Von fast allen Theoretikern, die sich mit dem Phänomen Spiel befassen, wird als eines seiner charakteristischsten Merkmale das Moment der Freiheit genannt, das es in einen Gegensatz zur entfremdeten Arbeit bringt. Das mögen wenige Beispiele aus einer Fülle von Theorien belegen:
Für Kant ist die Freiheit von Zwecken eines der Hauptkriterien des Spiels. Im Gegensatz zur Arbeit, die man »einer anderen Absicht wegen unternimmt«, gibt man sich dem Spiel hin, »ohne weiter einen Zweck dabei zu beabsichtigen«.

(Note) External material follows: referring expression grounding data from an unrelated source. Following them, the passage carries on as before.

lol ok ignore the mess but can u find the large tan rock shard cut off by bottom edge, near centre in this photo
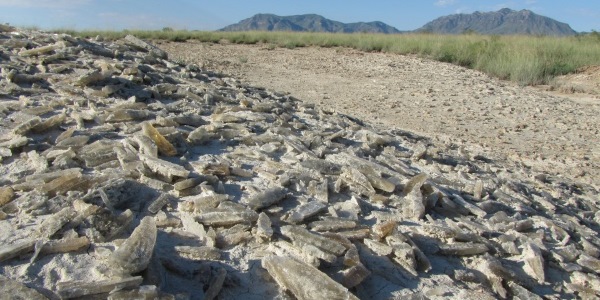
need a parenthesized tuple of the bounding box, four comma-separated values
(262, 256, 358, 300)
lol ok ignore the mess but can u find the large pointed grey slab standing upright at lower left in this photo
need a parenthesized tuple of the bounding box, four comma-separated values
(108, 216, 157, 274)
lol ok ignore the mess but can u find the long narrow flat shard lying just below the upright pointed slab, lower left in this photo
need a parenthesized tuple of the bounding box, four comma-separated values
(56, 276, 143, 299)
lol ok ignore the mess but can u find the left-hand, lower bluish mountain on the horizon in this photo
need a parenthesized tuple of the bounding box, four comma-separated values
(220, 14, 400, 33)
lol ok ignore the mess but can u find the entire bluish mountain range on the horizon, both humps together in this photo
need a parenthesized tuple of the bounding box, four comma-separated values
(220, 8, 577, 36)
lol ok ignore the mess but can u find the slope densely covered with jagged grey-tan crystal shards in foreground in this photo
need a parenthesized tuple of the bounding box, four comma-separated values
(0, 26, 600, 299)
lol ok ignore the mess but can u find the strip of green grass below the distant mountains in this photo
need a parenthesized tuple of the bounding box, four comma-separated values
(60, 29, 600, 85)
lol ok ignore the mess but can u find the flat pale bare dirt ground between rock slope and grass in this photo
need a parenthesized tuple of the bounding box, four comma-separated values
(160, 42, 600, 186)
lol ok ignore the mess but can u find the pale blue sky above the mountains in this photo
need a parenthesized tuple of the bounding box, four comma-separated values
(0, 0, 600, 31)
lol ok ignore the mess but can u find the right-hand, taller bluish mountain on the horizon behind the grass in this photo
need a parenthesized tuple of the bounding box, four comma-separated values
(416, 8, 577, 36)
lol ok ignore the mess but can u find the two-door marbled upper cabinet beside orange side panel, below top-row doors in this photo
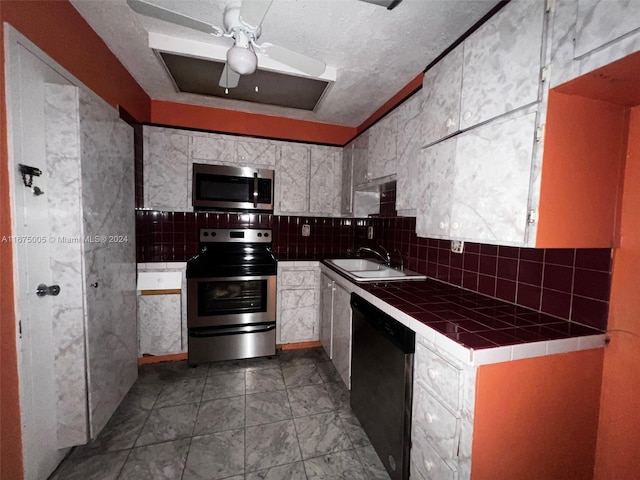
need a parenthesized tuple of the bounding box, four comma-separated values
(416, 111, 536, 245)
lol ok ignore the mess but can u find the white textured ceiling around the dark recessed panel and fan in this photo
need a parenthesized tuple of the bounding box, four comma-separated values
(71, 0, 497, 127)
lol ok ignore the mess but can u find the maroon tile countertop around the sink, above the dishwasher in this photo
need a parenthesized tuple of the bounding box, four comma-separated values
(323, 262, 603, 350)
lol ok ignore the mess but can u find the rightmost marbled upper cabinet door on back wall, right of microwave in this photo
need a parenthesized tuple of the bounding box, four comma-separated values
(309, 145, 342, 215)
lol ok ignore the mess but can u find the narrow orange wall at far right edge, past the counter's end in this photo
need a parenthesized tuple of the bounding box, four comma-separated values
(595, 106, 640, 480)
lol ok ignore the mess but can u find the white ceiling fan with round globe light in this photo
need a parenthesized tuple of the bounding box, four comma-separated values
(127, 0, 326, 88)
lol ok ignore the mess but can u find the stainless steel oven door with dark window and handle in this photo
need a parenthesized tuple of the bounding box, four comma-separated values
(187, 275, 276, 328)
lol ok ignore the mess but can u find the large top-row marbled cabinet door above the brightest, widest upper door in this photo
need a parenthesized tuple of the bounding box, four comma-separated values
(460, 0, 545, 129)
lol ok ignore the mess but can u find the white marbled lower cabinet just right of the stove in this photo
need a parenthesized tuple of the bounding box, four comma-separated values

Hegel äußert im Blick auf die Spiele der Griechen: »Betrachten wir nun die innere Natur dieser Spiele, so ist zuförderst das Spiel dem Ernste der Abhängigkeit und der Noth entgegensetzt. Mit solchem Ringen, Laufen, Kämpfen war es kein Ernst, es lag darin keine Noth des sich Wehrens, kein Bedürfnis des Kampfes.« Herbert Spencer stellt fest: »Die Tätigkeiten, die wir Spiel nennen, kommen mit den ästhetischen Tätigkeiten darin überein, daß weder die einen noch die anderen irgendwie unmittelbar zu dem Leben förderlichen Prozessen beitragen.«
Erik Erikson sagt vom spielenden Menschen: »Er muß sich frei fühlen von Angst vor weitreichenden Konsequenzen und von der Hoffnung darauf. Er macht Ferien von der Wirklichkeit.«
Obwohl diese Gedanken völlig verschiedenen Zusammenhängen entstammen, stimmen sie darin überein, daß das Spiel letztlich die Loslösung von der geltenden Realität voraussetzt. Bezeichnungen wie Fußballspiel, Spieler, Spielfeld oder Spielregel sind demnach unter den Bedingungen des organisierten Leistungssports längst ebenso trügerisch geworden wie die gängige bundesdeutsche Sportideologie, die in den Worten ihres prominentesten Vertreters Carl Diem behauptet: »Sport ist eine Erscheinung aus dem großen Lebensbereich des Spiels. Spiel ist ein zweckfreies Tun um seiner selbst willen, also im Gegensatz zur Arbeit.«
Und: »Wir verstehen Sport als Spiel und sehen ihn im Gegensatz zur Arbeit; deshalb unterscheidet sich sportliche Leistung grundsätzlich von der Leistung in der Arbeitswelt. Sport würde nach unserer Auffassung sein Wesen verlieren, wenn er des spielhaften Mutterbodens verlustig ginge und zur reinen Arbeit würde, die sich in der Welt der Zwecke erschöpft.« Was vorgibt Spiel zu sein, verdoppelt unterm Schein der freien Entfaltung der Kräfte die Arbeitswelt.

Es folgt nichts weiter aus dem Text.